Sorry to hear about your situation Jody. I fail to understand how someone can sleep with a married man, knowing that he has a family and the consequeses coudl be breaking up that family. Even if there are problems in a marriage that does not give one the right to cheat. Their are so many single guys out there but why go for a married man. Jody you are the only one that can make a decision in this regard.

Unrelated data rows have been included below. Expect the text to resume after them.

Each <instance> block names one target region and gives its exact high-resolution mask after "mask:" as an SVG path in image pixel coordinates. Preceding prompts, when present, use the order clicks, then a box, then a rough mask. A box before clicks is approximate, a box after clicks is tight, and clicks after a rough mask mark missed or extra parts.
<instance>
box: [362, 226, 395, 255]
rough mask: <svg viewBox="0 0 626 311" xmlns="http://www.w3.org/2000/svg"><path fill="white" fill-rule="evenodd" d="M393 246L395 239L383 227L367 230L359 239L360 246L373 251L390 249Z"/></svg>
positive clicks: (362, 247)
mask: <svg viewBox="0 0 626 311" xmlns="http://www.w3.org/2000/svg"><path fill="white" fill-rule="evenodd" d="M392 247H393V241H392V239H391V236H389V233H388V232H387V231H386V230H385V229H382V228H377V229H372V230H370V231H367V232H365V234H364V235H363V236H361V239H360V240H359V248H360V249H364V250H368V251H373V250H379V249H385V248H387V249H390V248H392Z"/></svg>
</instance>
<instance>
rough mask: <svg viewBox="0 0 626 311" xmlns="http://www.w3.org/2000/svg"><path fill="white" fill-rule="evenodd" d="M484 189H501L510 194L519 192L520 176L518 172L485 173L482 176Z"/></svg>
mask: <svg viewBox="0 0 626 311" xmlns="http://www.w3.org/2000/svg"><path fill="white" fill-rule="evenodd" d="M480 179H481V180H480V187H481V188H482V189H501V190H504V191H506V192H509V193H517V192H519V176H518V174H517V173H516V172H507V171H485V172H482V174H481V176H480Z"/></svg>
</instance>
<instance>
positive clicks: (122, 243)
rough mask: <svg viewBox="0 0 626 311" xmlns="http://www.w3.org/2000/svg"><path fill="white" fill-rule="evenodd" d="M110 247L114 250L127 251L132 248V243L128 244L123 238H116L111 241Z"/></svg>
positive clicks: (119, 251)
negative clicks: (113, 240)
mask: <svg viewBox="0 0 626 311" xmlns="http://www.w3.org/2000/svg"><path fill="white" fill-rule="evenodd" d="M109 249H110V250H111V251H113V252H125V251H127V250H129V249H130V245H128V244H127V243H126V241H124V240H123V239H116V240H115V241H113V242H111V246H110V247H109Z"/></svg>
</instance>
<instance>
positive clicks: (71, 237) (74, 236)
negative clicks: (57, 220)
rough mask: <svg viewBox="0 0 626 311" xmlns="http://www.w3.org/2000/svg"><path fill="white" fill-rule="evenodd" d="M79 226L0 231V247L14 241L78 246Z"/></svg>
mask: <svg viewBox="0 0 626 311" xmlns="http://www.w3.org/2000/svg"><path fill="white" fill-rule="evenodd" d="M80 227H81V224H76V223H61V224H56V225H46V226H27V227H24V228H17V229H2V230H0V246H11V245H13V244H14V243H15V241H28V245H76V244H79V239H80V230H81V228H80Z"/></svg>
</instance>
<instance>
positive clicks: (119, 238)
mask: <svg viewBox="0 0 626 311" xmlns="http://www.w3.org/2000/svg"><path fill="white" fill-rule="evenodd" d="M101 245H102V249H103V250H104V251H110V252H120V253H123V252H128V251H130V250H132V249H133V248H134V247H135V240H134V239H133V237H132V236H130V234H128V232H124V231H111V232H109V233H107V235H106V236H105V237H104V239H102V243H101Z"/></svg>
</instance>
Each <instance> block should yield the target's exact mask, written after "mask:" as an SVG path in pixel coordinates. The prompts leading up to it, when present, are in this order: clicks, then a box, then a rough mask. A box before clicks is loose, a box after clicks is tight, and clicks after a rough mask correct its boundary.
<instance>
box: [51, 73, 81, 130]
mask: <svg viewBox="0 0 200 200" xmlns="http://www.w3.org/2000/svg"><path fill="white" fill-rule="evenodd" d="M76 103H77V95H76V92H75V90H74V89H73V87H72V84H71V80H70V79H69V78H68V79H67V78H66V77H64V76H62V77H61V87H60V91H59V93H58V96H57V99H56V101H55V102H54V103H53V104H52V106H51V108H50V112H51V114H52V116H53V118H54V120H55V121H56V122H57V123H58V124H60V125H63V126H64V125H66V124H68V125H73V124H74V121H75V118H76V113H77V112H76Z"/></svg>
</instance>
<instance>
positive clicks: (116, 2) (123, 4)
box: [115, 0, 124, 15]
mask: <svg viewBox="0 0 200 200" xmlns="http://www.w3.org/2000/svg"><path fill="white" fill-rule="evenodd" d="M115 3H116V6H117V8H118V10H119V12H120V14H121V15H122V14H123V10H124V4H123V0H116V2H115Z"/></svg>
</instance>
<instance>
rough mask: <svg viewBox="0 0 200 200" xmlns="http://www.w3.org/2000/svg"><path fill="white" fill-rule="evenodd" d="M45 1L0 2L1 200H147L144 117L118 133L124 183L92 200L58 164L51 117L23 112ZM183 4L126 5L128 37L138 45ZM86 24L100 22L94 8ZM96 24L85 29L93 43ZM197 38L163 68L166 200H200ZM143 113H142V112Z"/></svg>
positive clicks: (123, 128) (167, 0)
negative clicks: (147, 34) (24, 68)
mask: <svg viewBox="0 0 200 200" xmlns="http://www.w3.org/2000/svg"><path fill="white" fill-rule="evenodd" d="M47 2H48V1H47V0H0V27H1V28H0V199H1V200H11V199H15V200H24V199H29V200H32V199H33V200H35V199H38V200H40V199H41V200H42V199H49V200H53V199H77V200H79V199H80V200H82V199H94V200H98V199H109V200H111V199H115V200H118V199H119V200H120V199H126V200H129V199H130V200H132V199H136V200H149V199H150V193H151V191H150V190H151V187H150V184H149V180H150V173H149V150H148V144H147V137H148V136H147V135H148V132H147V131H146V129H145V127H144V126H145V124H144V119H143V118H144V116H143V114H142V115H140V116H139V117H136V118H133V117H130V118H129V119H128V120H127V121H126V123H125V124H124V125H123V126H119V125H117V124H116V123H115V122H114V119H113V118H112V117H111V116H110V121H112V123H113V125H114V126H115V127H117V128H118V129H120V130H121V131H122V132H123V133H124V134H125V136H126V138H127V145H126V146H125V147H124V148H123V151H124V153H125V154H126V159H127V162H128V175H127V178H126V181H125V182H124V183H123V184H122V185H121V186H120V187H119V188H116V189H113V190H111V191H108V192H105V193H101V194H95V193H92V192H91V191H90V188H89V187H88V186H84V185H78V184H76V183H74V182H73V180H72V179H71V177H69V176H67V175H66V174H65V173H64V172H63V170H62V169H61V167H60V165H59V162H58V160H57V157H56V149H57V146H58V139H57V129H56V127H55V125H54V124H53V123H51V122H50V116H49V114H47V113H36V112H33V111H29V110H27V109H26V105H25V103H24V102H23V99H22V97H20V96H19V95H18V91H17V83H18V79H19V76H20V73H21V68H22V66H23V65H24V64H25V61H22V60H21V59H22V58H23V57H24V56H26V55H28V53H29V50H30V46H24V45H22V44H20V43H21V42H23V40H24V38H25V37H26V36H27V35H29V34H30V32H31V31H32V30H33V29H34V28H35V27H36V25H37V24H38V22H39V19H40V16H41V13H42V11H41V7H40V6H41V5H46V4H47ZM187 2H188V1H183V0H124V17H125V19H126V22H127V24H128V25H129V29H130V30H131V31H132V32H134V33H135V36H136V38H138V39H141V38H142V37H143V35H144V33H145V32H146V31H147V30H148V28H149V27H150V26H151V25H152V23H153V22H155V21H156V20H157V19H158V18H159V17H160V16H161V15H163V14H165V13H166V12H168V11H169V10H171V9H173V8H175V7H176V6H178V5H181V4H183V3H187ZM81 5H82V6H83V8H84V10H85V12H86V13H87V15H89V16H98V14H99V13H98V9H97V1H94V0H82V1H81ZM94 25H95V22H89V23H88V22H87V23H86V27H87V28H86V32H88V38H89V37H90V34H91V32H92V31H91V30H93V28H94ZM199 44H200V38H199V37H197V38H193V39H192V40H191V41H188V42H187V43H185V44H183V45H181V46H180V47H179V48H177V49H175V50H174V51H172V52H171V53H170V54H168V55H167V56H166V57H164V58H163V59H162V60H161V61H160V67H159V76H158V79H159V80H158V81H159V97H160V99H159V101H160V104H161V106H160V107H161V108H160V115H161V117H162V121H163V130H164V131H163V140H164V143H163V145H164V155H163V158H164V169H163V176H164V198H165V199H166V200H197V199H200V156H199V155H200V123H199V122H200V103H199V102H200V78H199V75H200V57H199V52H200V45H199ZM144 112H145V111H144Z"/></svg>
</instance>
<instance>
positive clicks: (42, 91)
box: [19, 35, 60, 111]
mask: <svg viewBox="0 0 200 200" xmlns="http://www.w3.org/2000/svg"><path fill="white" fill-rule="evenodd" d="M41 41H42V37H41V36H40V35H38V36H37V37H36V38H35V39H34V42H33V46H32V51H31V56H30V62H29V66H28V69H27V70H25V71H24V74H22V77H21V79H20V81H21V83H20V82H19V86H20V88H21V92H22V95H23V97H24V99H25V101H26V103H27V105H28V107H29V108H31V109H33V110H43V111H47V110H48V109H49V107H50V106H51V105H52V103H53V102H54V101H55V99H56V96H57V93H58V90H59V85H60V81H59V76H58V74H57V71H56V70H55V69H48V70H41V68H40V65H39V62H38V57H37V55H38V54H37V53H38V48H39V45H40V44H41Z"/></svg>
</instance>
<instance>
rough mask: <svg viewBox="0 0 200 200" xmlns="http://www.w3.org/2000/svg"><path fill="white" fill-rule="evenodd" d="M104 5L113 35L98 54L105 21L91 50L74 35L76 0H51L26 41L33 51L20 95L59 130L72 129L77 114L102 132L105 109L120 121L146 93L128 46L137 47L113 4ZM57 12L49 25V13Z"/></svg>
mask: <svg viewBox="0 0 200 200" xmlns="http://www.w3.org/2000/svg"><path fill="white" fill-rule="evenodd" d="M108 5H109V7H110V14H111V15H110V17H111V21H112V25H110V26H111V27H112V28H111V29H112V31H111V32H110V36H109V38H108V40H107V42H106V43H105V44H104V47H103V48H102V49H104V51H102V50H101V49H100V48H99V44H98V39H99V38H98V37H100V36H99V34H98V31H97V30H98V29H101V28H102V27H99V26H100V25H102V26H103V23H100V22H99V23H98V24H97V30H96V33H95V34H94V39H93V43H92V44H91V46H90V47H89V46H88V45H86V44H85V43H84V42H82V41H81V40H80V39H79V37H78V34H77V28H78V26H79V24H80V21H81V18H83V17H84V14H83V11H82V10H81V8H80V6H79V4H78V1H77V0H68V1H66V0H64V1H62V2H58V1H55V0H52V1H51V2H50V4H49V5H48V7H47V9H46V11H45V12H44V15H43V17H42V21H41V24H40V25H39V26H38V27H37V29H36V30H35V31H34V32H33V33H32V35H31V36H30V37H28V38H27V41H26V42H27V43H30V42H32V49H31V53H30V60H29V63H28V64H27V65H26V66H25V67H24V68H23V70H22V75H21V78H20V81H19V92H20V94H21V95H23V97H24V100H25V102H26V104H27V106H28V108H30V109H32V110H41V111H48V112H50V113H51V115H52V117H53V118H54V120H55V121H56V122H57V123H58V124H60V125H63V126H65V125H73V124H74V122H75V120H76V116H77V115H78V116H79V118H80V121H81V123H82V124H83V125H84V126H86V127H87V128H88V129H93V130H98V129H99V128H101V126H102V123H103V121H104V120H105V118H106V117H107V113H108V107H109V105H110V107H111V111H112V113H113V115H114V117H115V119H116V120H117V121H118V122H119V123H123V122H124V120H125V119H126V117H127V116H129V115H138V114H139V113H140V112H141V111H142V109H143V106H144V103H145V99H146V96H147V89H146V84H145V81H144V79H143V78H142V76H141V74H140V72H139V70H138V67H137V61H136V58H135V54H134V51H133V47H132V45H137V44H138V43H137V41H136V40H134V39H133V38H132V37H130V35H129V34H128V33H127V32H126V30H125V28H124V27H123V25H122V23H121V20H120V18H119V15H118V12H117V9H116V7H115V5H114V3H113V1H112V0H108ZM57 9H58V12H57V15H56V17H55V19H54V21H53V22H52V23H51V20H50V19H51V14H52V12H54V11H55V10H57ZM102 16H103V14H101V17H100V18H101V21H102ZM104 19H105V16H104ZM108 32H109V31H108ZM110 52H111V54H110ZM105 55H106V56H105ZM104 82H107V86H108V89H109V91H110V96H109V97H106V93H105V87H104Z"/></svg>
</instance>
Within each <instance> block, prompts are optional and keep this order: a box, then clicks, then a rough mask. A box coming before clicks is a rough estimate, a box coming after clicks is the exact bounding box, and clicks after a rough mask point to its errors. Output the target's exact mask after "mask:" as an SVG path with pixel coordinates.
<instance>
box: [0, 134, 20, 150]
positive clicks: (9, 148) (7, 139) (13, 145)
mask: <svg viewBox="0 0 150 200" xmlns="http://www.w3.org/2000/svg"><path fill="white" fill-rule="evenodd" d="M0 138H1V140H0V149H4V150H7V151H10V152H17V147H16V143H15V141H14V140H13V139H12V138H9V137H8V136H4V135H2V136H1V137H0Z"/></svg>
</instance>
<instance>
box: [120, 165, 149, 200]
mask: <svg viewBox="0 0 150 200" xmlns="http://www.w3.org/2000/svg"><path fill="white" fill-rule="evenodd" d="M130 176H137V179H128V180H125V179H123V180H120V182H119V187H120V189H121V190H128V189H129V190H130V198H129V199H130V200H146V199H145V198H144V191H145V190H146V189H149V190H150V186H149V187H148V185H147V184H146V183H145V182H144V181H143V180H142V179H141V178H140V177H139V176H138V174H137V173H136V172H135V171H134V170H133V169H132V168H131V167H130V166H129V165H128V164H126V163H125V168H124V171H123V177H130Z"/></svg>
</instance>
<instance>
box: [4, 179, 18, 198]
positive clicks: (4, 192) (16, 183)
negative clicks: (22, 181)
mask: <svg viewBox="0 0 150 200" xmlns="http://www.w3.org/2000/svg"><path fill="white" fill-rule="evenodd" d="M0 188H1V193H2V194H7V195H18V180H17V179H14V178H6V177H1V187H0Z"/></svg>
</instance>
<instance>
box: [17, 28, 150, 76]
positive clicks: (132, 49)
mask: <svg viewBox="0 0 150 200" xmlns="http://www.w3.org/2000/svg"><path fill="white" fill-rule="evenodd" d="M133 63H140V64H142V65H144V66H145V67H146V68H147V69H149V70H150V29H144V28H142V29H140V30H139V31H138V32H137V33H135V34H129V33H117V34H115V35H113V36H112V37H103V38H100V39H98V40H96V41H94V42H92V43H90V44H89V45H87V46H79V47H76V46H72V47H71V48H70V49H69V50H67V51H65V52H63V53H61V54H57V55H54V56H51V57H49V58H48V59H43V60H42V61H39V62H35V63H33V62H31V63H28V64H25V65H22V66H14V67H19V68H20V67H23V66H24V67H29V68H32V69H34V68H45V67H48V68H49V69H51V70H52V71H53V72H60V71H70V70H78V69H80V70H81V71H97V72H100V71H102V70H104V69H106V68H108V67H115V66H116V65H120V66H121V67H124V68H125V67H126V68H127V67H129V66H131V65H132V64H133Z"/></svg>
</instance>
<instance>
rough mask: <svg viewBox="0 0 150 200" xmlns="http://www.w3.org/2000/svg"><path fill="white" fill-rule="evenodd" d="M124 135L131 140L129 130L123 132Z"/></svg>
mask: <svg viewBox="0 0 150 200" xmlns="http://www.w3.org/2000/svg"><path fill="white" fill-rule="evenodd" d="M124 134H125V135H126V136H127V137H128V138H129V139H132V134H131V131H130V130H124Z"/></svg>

All the best and hope all goes well.

Reply to Theuns
Posted by: Liane | 2011-02-11

Think of your child, he is 10 already surely he deserves a happy home, you dont have much time left before his all grown up.. Take action and be happy...

Reply to Liane
Posted by: Gert | 2011-02-11

You should not be talking to your 10 year old about this problem it is too adult subject for his age.

Reply to Gert
Posted by: Yam | 2011-02-11

What is a skell?

Reply to Yam
Posted by: Susan | 2011-02-11

i am soo sorry to hear this, my hubby changed few months after our marriage, but because i couldn''t stand the shame of divorce or going back home. i decided to stay, take it easy with me, and not complains but pray, after some while he just come back from work and hug and kiss me. remeber by then he didn''t even have time for me for anything even sex. when he started chenging when i ask him about this whole change he just told me that this is the really (his name), and then he moved out of our memorial room to the other room. but hey through the prayers we now getting along, we lough together. just be patient. remember when two people get married they unite two fammilies and friends so when they divorce two families will suffer the consequences and also the friends won''t know what to do. just hang in there as long as there''s no physical abuse. take it easy, divorce is not a solution

Reply to Susan
Posted by: Survivor | 2011-02-11

Hey Jody, you ask and answer a lot of the questions yourself. Whatever decision you make, remember it is YOURS! Only you can decide which direction you want your life to be heading and you seem to have the support of your son so act in your and his best interest. If your husband want to live his life in the manner you describe and so selfishly, then let him. He has to do what makes him happy ... if he is not willing to try counselling with you to solve the situation to move forward happily with you, then you have to decide if you wanna live like this for another decade to come.
No-one gets into a marriage hoping it''ll end in divorce ... but to fight a good fight and constantly loose, you decide!
God bless you in your decision
Take care

Reply to Survivor
Posted by: Jody | 2011-02-11

Thank you " been there"  that is a " fear"  of mine. When I got preg at the age of 17 things were tough with me and my then bf. I feel contented with the fact that he cant give me kids naturally but things in the house are not good. Im blessed with a wonderful son and dont want another baby or me to go through such pain while I know that things are not right at home. All of the best to you!!!

Reply to Jody
Posted by: Pat | 2011-02-11

Sjoe, you know they say " home"  is where the heart is. If is not at home, his heart must be elsewhere.. How can he not appreciate a wife who even initiates sex... However, I have learnt that if you shout " skell"  at each other the other party stops listening and builds a mental barrier to communication.
Try a marriage counsellor before taking the final step to divorce..

Reply to Pat
Posted by: Been there | 2011-02-11

Hi Jody.

I got divorce last year, I have a beautiful son 15 months old, Also struggle conceive for 4 years, Never the less my than husband walk out on me,w hilst I was heavy pregnant with lifes greatest marical.

Ive learn that you either happily married, or you not_ there are no inbetween.

Im so happy right now, and so content with my life, with my son.